The European Association of Research Managers and Administrators (EARMA) is the continent’s representative body for those working at the “interface between research funding organisations and the scientific community”. Its members often act as a bridge between researchers and public-funding agencies, charities, companies and governments. They help scientists to bid for grants, to organize projects and collaboration networks, and to demonstrate impact.
EARMA seeks to increase awareness of the work done by research managers and administrators, and is engaged in a major project, the European-Union-funded RM Roadmap, to more clearly identify and demonstrate the worth of these professions to science. It also helps its members get to grips with the rapid technological, political and systemic changes affecting universities.
One of the most pressing challenges is artificial intelligence (AI). At EARMA’s 2023 annual conference, held in Prague in April, its managing director Nik Claesen stressed that within five years, AI could be writing better grant proposals in five minutes than delegates in the hall might manage in a year.
Nature Index spoke to Claesen about what AI might mean for research management, and how far the profession has progressed in being a recognized force for good in science.
What are the main challenges for research management and administration over the next five years?
We might be about to see a boom in research management because of how complex the research system has become, and the need for more people to deal with that complexity. At the same time, we’re seeing AI come on to the scene. The pace of change in how research is funded and conducted is going to increase, and being able to adapt to that will be crucial for research managers.
How can AI be most usefully applied to research management, at least in the short term?
Quite a lot of people are already using it in grant-proposal writing. Why spend hours refining the text if you can bring it to a point where you need to refine it less? But AI could be used in all sorts of applications. In data management, for example, it could make the connections to other research projects where data might be useful.
Are people in research management apprehensive about AI and whether it will replace jobs?
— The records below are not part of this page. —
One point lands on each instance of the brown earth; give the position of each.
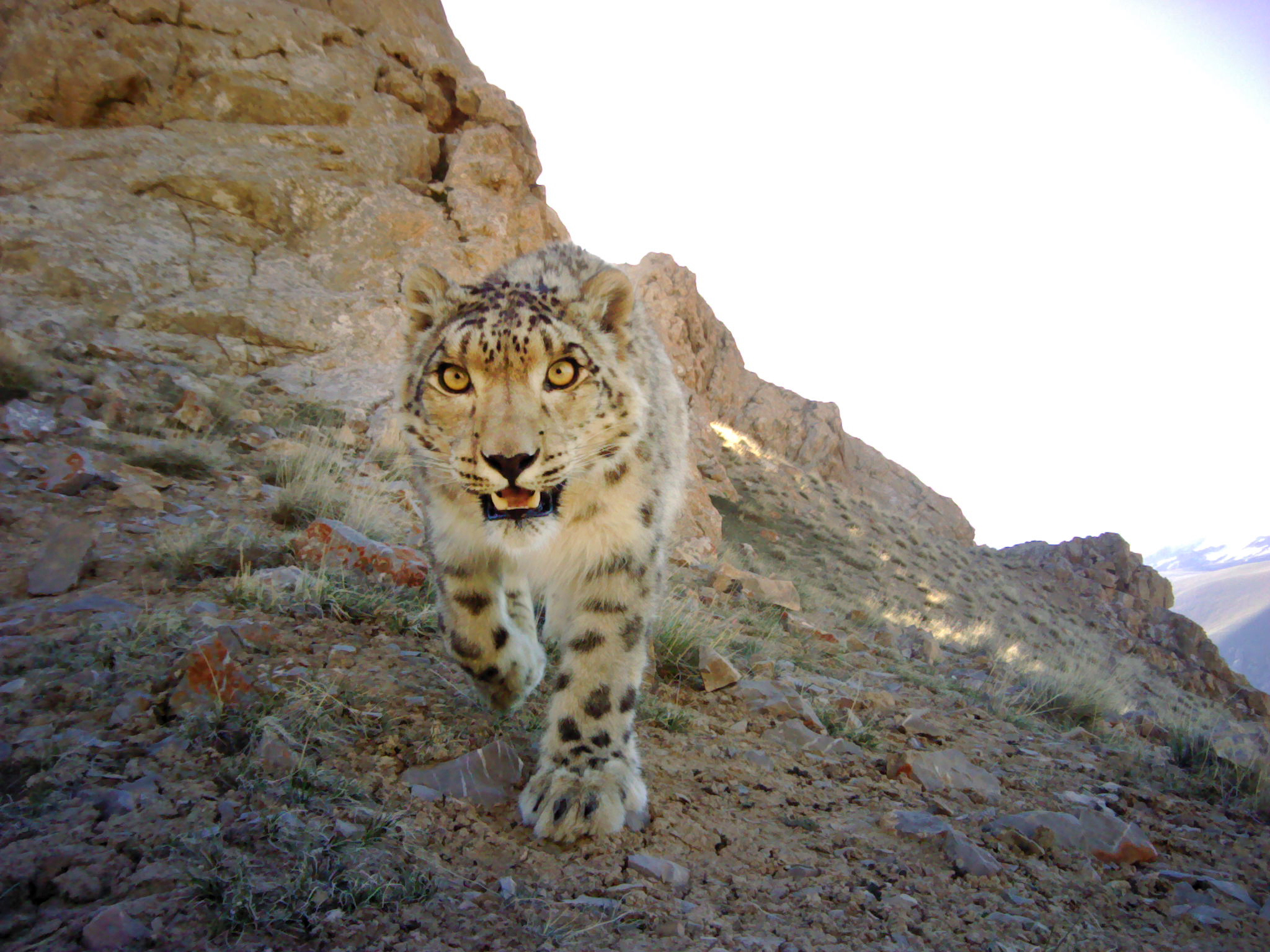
(213, 760)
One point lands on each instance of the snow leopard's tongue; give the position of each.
(516, 503)
(516, 498)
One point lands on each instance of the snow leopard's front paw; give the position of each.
(506, 676)
(567, 803)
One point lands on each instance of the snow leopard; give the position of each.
(549, 441)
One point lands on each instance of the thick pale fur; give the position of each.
(616, 444)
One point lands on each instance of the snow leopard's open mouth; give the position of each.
(516, 503)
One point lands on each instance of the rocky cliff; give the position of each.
(1119, 588)
(243, 186)
(806, 432)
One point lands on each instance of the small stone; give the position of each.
(138, 495)
(760, 759)
(487, 777)
(134, 703)
(70, 474)
(1062, 829)
(916, 824)
(774, 592)
(94, 602)
(969, 858)
(945, 770)
(211, 678)
(928, 646)
(193, 413)
(276, 754)
(1113, 840)
(798, 735)
(350, 831)
(917, 723)
(868, 701)
(168, 748)
(113, 928)
(658, 868)
(332, 542)
(779, 700)
(64, 559)
(22, 419)
(717, 671)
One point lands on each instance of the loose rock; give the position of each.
(487, 777)
(329, 541)
(717, 671)
(658, 868)
(945, 770)
(113, 928)
(64, 559)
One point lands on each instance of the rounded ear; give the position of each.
(613, 298)
(429, 298)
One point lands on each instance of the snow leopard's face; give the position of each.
(511, 391)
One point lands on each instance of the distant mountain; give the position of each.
(1233, 606)
(1226, 588)
(1206, 557)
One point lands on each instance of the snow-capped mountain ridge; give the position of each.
(1208, 555)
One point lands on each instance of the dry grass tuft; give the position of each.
(192, 553)
(184, 457)
(347, 597)
(319, 483)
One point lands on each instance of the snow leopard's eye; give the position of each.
(454, 379)
(562, 374)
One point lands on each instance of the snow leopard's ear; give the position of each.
(609, 298)
(430, 298)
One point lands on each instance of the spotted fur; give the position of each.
(613, 444)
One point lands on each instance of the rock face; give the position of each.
(244, 183)
(1116, 580)
(806, 432)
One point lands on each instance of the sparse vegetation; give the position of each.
(18, 379)
(1214, 777)
(342, 596)
(190, 553)
(319, 484)
(184, 457)
(301, 883)
(665, 714)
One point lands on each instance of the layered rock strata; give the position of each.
(1118, 587)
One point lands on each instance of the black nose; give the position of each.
(512, 466)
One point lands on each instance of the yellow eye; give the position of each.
(454, 379)
(562, 374)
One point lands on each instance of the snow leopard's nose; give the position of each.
(511, 466)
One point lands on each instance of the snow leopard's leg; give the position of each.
(488, 622)
(588, 775)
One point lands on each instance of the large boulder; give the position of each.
(807, 433)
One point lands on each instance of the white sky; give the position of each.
(1023, 245)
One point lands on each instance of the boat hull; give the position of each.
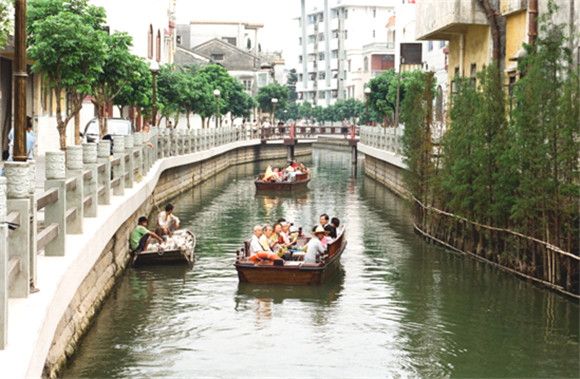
(293, 273)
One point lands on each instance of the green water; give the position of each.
(400, 307)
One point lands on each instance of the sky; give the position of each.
(279, 32)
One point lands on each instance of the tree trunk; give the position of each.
(496, 23)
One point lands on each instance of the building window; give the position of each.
(150, 42)
(247, 84)
(158, 47)
(473, 73)
(439, 104)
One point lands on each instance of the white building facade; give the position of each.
(342, 47)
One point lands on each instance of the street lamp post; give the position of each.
(367, 99)
(217, 93)
(274, 102)
(154, 67)
(20, 75)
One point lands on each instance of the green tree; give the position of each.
(543, 127)
(136, 91)
(5, 21)
(417, 115)
(291, 81)
(117, 71)
(70, 60)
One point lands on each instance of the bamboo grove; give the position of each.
(509, 157)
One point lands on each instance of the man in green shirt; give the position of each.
(140, 236)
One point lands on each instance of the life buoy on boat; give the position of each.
(264, 255)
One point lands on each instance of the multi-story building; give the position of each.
(234, 45)
(341, 47)
(464, 25)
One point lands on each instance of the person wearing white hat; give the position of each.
(314, 248)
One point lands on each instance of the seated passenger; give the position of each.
(314, 248)
(257, 252)
(167, 221)
(268, 174)
(141, 236)
(327, 226)
(265, 238)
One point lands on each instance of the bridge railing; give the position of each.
(75, 184)
(388, 139)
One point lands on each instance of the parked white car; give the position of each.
(115, 127)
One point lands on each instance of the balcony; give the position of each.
(438, 20)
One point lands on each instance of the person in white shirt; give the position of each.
(257, 251)
(167, 221)
(314, 248)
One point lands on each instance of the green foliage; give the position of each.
(543, 128)
(136, 91)
(416, 114)
(519, 172)
(5, 21)
(269, 92)
(71, 60)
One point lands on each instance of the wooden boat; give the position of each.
(300, 182)
(177, 250)
(292, 272)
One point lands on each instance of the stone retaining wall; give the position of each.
(114, 259)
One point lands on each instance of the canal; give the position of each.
(400, 306)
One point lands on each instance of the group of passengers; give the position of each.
(167, 223)
(284, 241)
(284, 174)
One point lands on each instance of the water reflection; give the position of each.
(400, 307)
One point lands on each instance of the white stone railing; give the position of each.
(388, 139)
(75, 184)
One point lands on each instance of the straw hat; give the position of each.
(319, 229)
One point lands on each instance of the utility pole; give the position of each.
(20, 75)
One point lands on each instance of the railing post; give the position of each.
(33, 221)
(90, 186)
(138, 148)
(18, 182)
(119, 169)
(55, 213)
(74, 199)
(3, 266)
(104, 176)
(129, 170)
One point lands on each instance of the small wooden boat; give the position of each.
(177, 250)
(291, 272)
(300, 182)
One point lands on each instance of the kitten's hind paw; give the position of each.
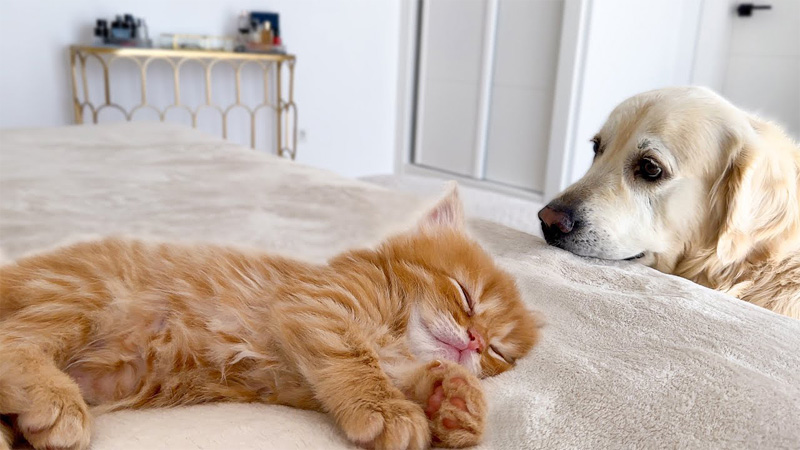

Definitely that apprehension is there. I personally see it as more of an opportunity than a big threat. If we look at grant-proposal writers for example, is AI going to be able to take on that role? In my opinion, yes, but will that change how grant proposals are written, leading to, for example, a scenario in which people who are writing proposals will use AI to write better ones? Or do we go to a completely different model where the researcher or research managers, or both, are interfacing directly with an AI from the funder, bypassing the need for a research proposal in the form of a PDF that we know today?
Does there need to be some transparency about declaring the use of AI in writing a grant proposal?
Yes. But there also needs to be a policy about whether it is allowed, encouraged or discouraged. There need to be some rules around it, which to my knowledge there aren’t, really.
In the past ten years, how far has research management come in demonstrating its importance?
There has been a big leap in recognition over that time. I think that most well-informed people understand the value and necessity of research management, so that is huge progress. Some policymakers and funders have known about its importance for 20 or 30 years, but it’s always been dependent on local circumstances. At the European or global level, I think now there’s much more visibility and awareness. People see that research managers are a tool, an enabler, a facilitator, so that researchers have time to do research.
Who is still not giving research management due recognition?
For me, the main changes that need to be made are at the governmental level, at ministries, because it is hard for their staff to understand the role of research management, given that it is such a niche activity.
In most European governments now, is there an understanding that research managers improve efficiency, or are these roles seen as ones that can go first during cutbacks?
I think that argument is ongoing. For me, cutting research management is a little counterintuitive. The tasks are still there to be done, even if you cut jobs, and then the researcher is going to have to do them, faced with ever-increasing complexity. But that is a difficult conversation to have at the political level and one that doesn’t win elections.
Are there quantitative ways of demonstrating the impact of research management?
It is very difficult to show the value added by research management. We’re trying to look at this within the RM Roadmap project. It is a nuanced, difficult, technical discussion which is tricky to translate to the wider public. We are working on it. Establishing which elements of research outcomes are the fruits of research management is the hard thing.
Is there enough development and training to help new research managers?
That is one of the key things that needs to improve. In some of the most developed systems, there is decent training, but across the board, it is far below the level it should be at. Quite a large proportion of people are dropped into the job and really don’t have an appropriate way to learn. They have to try and make it up as they go along.